LncRNA has limited or even no ability to code a protein. It is generally speaking that lncRNA regulates the expression of mRNA by sponging miRNA which is small RNA that can bind mRNA resulting in the inhibition of mRNA translation. Therefore, the ceRNA hypothesis has emerged to reveal the mechanism of RNA interaction.
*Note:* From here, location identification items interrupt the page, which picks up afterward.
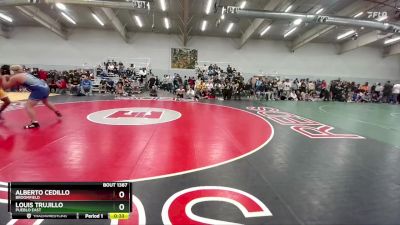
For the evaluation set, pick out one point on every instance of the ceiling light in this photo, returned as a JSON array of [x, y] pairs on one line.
[[243, 5], [61, 6], [97, 19], [6, 18], [358, 14], [208, 7], [297, 22], [138, 21], [290, 32], [229, 28], [163, 6], [265, 31], [68, 18], [166, 23], [204, 25], [344, 35], [289, 8], [390, 41], [382, 18]]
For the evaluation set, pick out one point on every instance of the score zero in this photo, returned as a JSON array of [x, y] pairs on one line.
[[115, 184]]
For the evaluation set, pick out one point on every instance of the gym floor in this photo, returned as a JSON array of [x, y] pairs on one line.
[[304, 162]]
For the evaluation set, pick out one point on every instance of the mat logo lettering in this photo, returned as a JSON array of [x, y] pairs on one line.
[[134, 116], [301, 125]]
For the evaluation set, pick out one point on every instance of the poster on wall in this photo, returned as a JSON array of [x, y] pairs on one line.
[[183, 58]]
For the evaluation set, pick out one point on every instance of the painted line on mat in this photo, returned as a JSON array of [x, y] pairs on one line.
[[322, 108]]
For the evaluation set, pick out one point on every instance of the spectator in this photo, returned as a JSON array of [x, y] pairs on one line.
[[387, 92], [61, 86], [180, 92], [396, 93]]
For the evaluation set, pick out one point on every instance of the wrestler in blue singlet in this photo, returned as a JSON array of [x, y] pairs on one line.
[[38, 88]]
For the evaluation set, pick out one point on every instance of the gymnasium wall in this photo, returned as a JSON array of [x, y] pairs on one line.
[[35, 45]]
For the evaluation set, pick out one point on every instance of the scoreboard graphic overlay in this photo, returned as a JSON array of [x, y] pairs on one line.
[[111, 200]]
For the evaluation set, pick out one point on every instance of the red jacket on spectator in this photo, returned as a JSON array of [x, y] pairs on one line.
[[42, 75]]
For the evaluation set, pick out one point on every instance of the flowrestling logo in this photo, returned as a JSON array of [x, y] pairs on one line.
[[134, 116], [301, 125]]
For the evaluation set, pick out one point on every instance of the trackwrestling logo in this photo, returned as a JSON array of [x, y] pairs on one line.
[[134, 116]]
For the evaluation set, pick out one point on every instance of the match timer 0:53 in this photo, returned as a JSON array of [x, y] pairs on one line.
[[62, 200]]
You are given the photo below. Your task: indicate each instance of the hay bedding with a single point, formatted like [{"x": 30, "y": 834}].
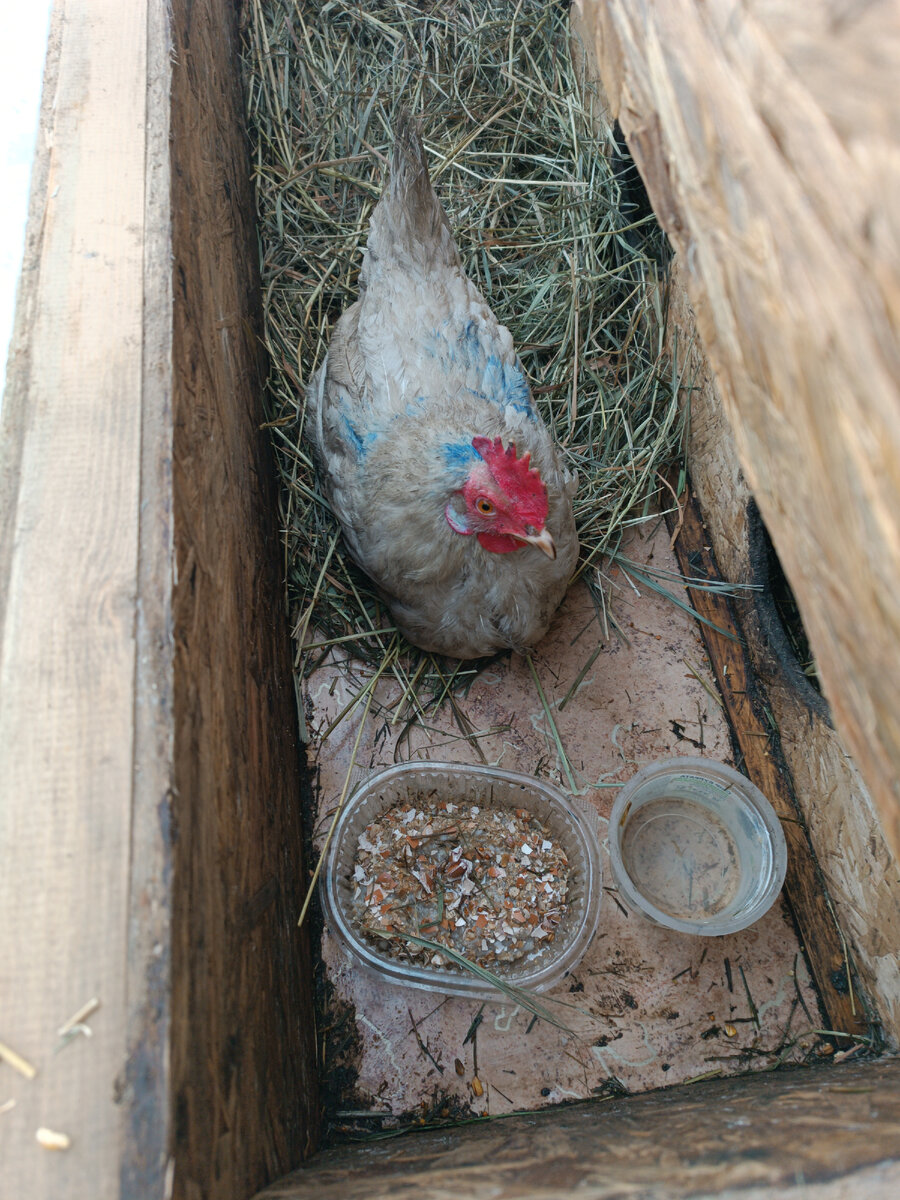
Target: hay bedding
[{"x": 523, "y": 162}]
The lncRNA-mRNA axis is important to reveal the mechanism of lncRNA in LUAD. In this study, we found that the prognostic lncRNAs were interacting with a large number of mRNA, and nineteen of them were associated with poor prognosis in LUAD which were valuable to investigate further, including AHSA1, SLC2A1, FKBP4, HMGA1, PSMD2, GAPDH, MCM7, ARPC1A, CCT7, TUBA1C, ACTG1, ATIC, MDH2, TIP1, CCT8, EIF2S2, PA2G4, EIF4A3, and SHMT2. Although some of these nineteen mRNAs have been reported as prognostic biomarkers in LUAD, including SLC2A1 (Guo et al. 2020), FKBP4 (Meng et al. 2020), HMGA1 (Saed et al. 2022), PSMD2 (Zhao and Lu 2022), MCM7 (Wang et al. 2017), TUBA1C (Bian et al. 2021), ATIC (Niu et al. 2022), MDH2 (Ma et al. 2021), EIF4A3 (Qiu et al. 2022), and SHMT2 (Luo et al. 2021), the function of the other mRNAs has been reported in some of the other types of cancer, but not in LUAD. For example, overexpression of AHSA1 was associated with poor prognosis in hepatocellular carcinoma, breast cancer, and osteosarcoma (Li and Liu 2022; Shi et al. 2022; Shao et al. 2016). Besides, the prognostic relevance of CCT8 in multiple types of cancer has also been investigated (Liao et al. 2021; Liu et al. 2019). Our findings provided new clues for these mRNAs that might also be promising prognostic biomarkers in LUAD. Notably, we found that GAPDH was both the hub gene and prognostic indicator in LUAD. GAPDH is well-known as the housekeeping gene and widely used as an internal control in experiments on proteins, mRNA, and DNA. However, some studies have illuminated that GAPDH played important role in tumor progression by regulating energy metabolism. Our findings provided new clues that GAPDH might also be the prognostic indicator for patients with LUAD. In conclusion, we identified novel prognostic lncRNAs and mRNAs in LUAD, expecting to help the improvement of LUAD patients’ outcomes.

However, there are still some limitations in this study. For example, our findings were generated using the in-silicon analysis and validating our result with in-house cohort would be advantaged. Besides, the mechanism of the prognostic lncRNAs in LUAD has not been fully investigated. In the future, we will attempt to overcome these shortcomings with in-vivo and in-vitro experiments.

Conclusion

This study identified three lncRNAs (MIR99AHG, ADAMTS9-AS2, and AC037459.2) and nineteen mRNAs as potential prognostic biomarkers in LUAD, which provided new insight for prognosis monitoring and therapy development in LUAD.